Он быстро ушел, взглянув на нее с беспокойством, а Янина разглядывала изящные ладони, темные руки, в которых едва проглядывали голубые вены, и с бесконечным презрением повернула голову туда, куда ушел Баутиста, пробормотав с откровенной яростью:

– Дело не в крови, это душа находится в рабстве!


– Колибри, до каких пор ты будешь вместо Святой Моники?

– Сейчас ее нет, капитан, но она оставила меня ухаживать. Пока ее нет, я распоряжаюсь.

Сильной рукой Хуан сдержал ретивого коня; прекрасное животное, белое, как снег, с красивой сбруей из сафьяна – один из двух совершенно одинаковых коней, которых София подарила сыну и невестке в дни их помолвки. Взволнованный, нервный, возможно, удивленный большим весом и грубостью всадника, он, казалось, готов бы встать на дыбы, в то время как Хуан протянул руку Колибри и приказал:

– Давай, идем со мной! Давай руку и прыгай. Что происходит? Не хочешь идти?

– Да, хозяин. Подождите минуточку, всего лишь минуточку. Я предупрежу негра Панчо, он следит за всем, когда нет сеньориты Моники. Минуточку, не более. Панчо! Панчо!

Поджав губы, Хуан овладел своим беспокойством и нетерпением коня. Он стоял у входа в малую долину, где однажды столкнулся с Моникой, рядом с тем местом, где быстро возвели бараки, чтобы поместить больных. Дождь закончился, ветер стих, и их окружила прекрасная тропическая ночь, усеянная ясными звездами.

– Все. Есть четыре больных, которые чувствуют себя лучше, а когда луна встает над вершиной холма, нужно дать остальным ложку лекарства, – объяснил Колибри.

– Поднимайся на круп лошади и хорошо держись, не убейся.

– А куда мы едем, мой хозяин?

– Увидишь.

Хуан хлестнул по бокам ретивого скакуна и тронулся стремительным галопом. Долгое время конь преодолевал лигу за лигой, ни один из всадников не проронил ни слова, пока вдруг Колибри удивленно не воскликнул:

– Море, капитан!

– Да, Колибри, море. Слезай, остальной путь мы пройдем пешком. Привяжи коня к тому дереву. Не бойся, он ничего не сделает.

– Мы сбежали, капитан, мы на Мысе Дьявола. – Мальчик подчинился, слез с коня, а затем последовал за ним на высокую гору по узкой тропинке вдоль суровых крутых берегов, пока не появилась черная скалистая гора, давшая имя Хуану. Она была высокой, как маяк, темной, как тюрьма, сырой и черной, как старая крепость. На вершине были развалины бедной лачуги, которая видела рождение Хуана, как умерла Джина Бертолоци, как влачил нищенское существование супруг, давший ей фамилию. Столько воспоминаний возникло в сознании смуглого и высокого мужчины, который поднял голову, бросая вызов стихиям, в то время как темнокожий мальчуган протянул руку к морю и указал, не в состоянии скрыть разочарование:

– Там Люцифер, капитан. Мы снова поплывем? Уедем далеко? Не вернемся в Кампо Реаль?

– Вижу, ты очень огорчишься, если мы не вернемся.

– Да, капитан, потому что, потому что… Ведь вы сказали, что больше нет новой хозяйки.

– Я сказал это потому, что так думал, но новая хозяйка будет, Колибри. Мы уплывем не этой ночью, а скоро, поэтому все должно быть готово. И уедем далеко, к другим землям, морям. Посмотри на все это, Колибри, посмотри, чтобы не забыть, потому что мы, возможно, не вернемся никогда.

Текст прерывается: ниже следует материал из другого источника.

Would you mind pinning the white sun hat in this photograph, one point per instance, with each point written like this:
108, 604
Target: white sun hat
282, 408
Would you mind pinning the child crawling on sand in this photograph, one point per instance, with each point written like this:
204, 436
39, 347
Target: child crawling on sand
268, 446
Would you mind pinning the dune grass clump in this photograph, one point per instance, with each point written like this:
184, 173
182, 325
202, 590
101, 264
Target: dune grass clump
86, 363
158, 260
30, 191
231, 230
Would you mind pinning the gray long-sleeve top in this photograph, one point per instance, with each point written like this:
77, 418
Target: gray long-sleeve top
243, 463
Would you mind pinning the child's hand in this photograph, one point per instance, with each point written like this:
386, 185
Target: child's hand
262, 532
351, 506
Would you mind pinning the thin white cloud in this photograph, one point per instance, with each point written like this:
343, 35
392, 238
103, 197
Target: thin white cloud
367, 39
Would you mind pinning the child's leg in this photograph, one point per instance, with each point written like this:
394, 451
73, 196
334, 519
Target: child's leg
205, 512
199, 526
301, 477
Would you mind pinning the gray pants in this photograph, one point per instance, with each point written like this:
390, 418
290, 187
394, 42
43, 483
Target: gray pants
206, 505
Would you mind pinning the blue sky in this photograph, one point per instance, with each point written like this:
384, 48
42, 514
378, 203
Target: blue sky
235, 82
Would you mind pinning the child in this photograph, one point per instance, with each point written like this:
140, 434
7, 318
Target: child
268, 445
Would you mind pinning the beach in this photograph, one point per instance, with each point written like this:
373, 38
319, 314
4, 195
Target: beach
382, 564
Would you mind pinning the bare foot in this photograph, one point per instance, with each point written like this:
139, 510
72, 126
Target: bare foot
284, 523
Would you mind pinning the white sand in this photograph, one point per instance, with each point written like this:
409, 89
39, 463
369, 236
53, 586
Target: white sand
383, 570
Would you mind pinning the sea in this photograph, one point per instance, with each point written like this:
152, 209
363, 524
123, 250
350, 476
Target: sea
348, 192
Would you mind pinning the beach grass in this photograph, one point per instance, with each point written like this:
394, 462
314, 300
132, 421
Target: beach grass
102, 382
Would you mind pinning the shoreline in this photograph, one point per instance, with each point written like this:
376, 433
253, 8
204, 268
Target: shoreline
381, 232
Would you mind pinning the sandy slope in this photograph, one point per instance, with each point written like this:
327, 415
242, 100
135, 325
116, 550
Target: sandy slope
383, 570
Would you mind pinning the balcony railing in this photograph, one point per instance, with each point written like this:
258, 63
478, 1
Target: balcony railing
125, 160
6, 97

С внезапным волнением Хуан положил руку на плечо Колибри, указывая так далеко, как позволяет зрение: пустынный песчаный берег, далекие горы, огромные темные скалы, высившиеся на берегу, как тела гигантских зверей, вечно неспокойное море и Утес Дьявола, о который разбивались неистовые воды. Вся эта картина, красивая и ужасная, торжественная и мрачная, из которой состояла его горящая и страстная душа, дикое сердце, беспокойная жизнь, сама себя сжигавшая, как полено, сгорающее в костре острова страстей. Он снова повторил:

– Возможно, мы больше не вернемся, если только через много лет.

– Когда вы будете старым, капитан?

– Я не успею состариться, потому что буду жить недолго, бури не стареют, а я, в конце концов, буря, ураган, который проходит, разрушая и опустошая. Таков я и такова моя судьба. Когда-то я мечтал о другом, Колибри, но это было лишь мечтой. Не возвысится дом на этих скалах, никто не сделает сад на Утесе Дьявола. Никто не смог бы этого сделать. Это было бы безумием. Мой мир – этот корабль, Люцифер – самая дерзкая пиратская шхуна, которая когда-либо ходила по морям. Не пугайся, глупый, не делай такое лицо. Для кого-то один плохой, а для кого-то хороший. Я не причиню тебе никакого вреда.

– А ей тоже не сделаете зла, правда, капитан?

– Ей? Кому?

– Сеньорите Монике, капитан.

– А, Святая Моника! Не думаю, что ей понравится то, что мы сделаем, но не важно. Забудь о ней, Колибри. Нам, несчастным, которые родились быть несчастными, хуже сделают те, кто хочет из нас сделать хороших и белых. Оставь Святую Монику. Мир суров, жесток и плох. Ты должен стать сильным, бесчувственным, эгоистичным, бороться и побеждать, растаптывая того, кто мешает на пути. Только так я смог выжить; только так смог стать мужчиной. Но черт побери, становится поздно. Пойдем.


– Сожалею, Моника. Мне показалось, что Хуан не слишком настроен выполнять мои поручения. В любом случае вышло правильно. У тебя хорошо организованы бригады, которые помогают тебе ухаживать за больными, все делается нормально, даже можно не контролировать.

– Но разве ты не дал этому человеку своего коня? Не сказал ему…?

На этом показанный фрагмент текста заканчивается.